Jewish film festival in hot water over sex-abuse doco


JTA says noted producer Scott Rosenfelt livid after LA festival labels documentary about sexual abuse in Orthodox community 'witch hunt'

Producer Scott Rosenfelt is threatening to take legal action against the Los Angeles Jewish Film Festival after its director, Hilary Helstein, called his film a "witch hunt," JTA reported.

Rosenfelt, whose credits include blockbusters such as "Home Alone" and "Mystic Pizza," submitted "Standing Silent" – a film about sexual abuse in Baltimore's Orthodox community – to the festival, and was rejected.

The film is slated to be screened at several Jewish film festivals across the United States.


According to the report, after viewing the film, Helstein sent an email to other Jewish film festival directors in which she said that while the film was well made, her festival's team chose to reject it over its subject matter.
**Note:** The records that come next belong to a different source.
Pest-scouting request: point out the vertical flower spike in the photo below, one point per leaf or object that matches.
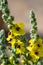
(33, 31)
(6, 13)
(3, 56)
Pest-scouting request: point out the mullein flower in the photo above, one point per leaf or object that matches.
(35, 43)
(17, 29)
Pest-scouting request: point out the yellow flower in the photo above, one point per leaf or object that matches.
(20, 47)
(36, 49)
(9, 37)
(17, 29)
(11, 59)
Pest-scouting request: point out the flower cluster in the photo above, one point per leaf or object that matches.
(21, 54)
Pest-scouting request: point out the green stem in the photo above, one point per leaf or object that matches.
(33, 31)
(5, 12)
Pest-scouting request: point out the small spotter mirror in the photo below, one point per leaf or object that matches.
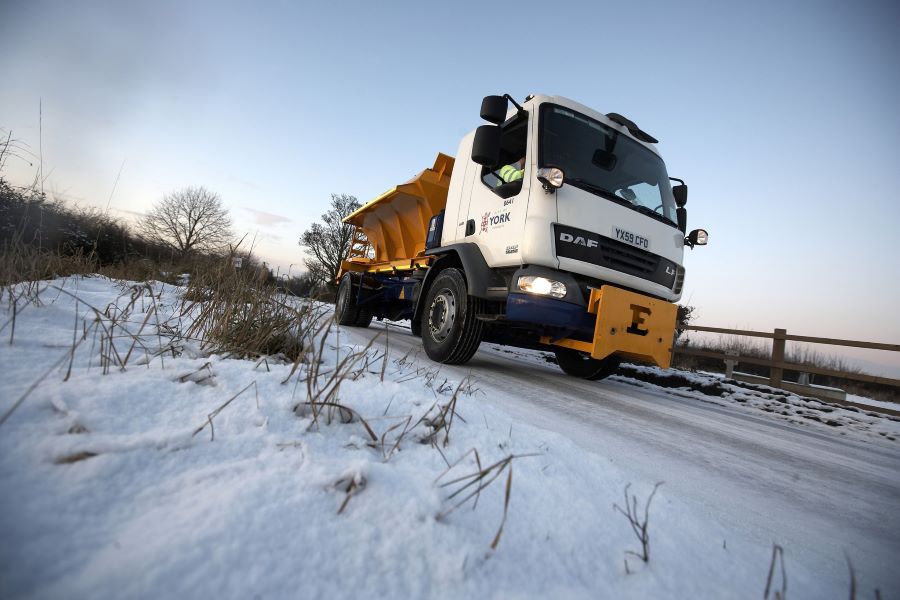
(697, 237)
(680, 192)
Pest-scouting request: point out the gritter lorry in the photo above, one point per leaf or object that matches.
(581, 254)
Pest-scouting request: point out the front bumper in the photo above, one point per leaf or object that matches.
(628, 324)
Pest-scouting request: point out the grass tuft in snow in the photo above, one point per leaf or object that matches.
(638, 525)
(469, 487)
(243, 315)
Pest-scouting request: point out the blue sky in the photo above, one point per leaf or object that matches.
(781, 116)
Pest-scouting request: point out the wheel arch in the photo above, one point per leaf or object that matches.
(481, 280)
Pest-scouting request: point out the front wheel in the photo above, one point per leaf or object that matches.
(450, 330)
(579, 364)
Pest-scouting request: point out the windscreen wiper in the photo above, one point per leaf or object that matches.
(598, 190)
(649, 211)
(611, 196)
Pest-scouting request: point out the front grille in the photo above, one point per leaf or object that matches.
(628, 259)
(612, 254)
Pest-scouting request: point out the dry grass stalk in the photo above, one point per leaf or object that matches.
(777, 556)
(351, 484)
(215, 413)
(470, 486)
(638, 526)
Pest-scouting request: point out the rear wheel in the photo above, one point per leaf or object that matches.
(346, 311)
(450, 332)
(579, 364)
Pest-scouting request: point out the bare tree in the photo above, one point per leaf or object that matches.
(328, 243)
(187, 220)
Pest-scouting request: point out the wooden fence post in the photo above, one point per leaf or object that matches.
(777, 373)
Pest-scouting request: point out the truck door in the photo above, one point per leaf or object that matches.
(499, 197)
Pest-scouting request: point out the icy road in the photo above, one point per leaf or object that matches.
(820, 496)
(137, 463)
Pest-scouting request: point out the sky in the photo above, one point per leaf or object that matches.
(781, 117)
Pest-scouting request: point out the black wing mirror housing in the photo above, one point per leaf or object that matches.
(681, 214)
(486, 145)
(680, 193)
(493, 109)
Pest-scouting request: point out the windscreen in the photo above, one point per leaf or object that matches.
(607, 163)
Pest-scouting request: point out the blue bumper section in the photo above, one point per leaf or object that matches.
(550, 313)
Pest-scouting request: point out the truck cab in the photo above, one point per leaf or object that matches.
(561, 229)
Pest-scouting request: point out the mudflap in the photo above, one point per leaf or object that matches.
(629, 324)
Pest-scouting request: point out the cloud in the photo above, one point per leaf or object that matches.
(263, 218)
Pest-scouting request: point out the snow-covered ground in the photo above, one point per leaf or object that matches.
(192, 475)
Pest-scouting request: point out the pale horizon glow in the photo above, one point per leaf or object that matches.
(781, 117)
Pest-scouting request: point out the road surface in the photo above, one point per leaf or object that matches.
(818, 494)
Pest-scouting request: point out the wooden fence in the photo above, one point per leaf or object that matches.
(776, 363)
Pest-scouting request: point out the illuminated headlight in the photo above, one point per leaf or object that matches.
(542, 286)
(551, 177)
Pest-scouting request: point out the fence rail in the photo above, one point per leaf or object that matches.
(776, 363)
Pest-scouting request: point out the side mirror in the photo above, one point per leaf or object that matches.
(486, 146)
(680, 193)
(604, 159)
(697, 237)
(493, 109)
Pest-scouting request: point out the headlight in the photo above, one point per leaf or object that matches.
(551, 177)
(542, 286)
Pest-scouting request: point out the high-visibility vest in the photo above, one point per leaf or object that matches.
(509, 174)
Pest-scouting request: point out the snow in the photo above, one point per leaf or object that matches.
(117, 486)
(872, 402)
"Our committee felt… the film was a 'witch hunt.' We all show different things and each community has a different level of tolerance,” she wrote.

"Our committee felt that a community that reveres its rabbis, this was not something they wanted to show. I just wanted to put a warning sticker on this one so that you are aware."

Tainted considerations?

Rosenfelt slammed the correspondence as "the most unprofessional act" he has seen in his career.

"The idea that a festival director would go behind the back of a filmmaker and do this gives me great pause to ever recommend your festival to anyone," the JTA quoted Rosenfelt's email to Helstein.

"As you know, I've produced films… so I know a couple of people in the business. I plan on letting EVERYONE I know to stay away from you and your festival, because you are clearly not someone who supports filmmakers."

He further called her "a disgrace to Judaism, and not only that, a disgrace to all humanity."

Rosenfelt further told the JTA that Helstein "was complicit in the kind of silence surrounding sexual abuse that his film aims to combat."

The report said Helstein refused to comment, but quoted John Fishel, the festival's chairman, as saying that the decision not to screen "Standing Silent" was made by a small group of volunteers on the selection committee, who "did not feel the film was appropriate to screen and worried that it would provoke controversy that would overshadow the film itself."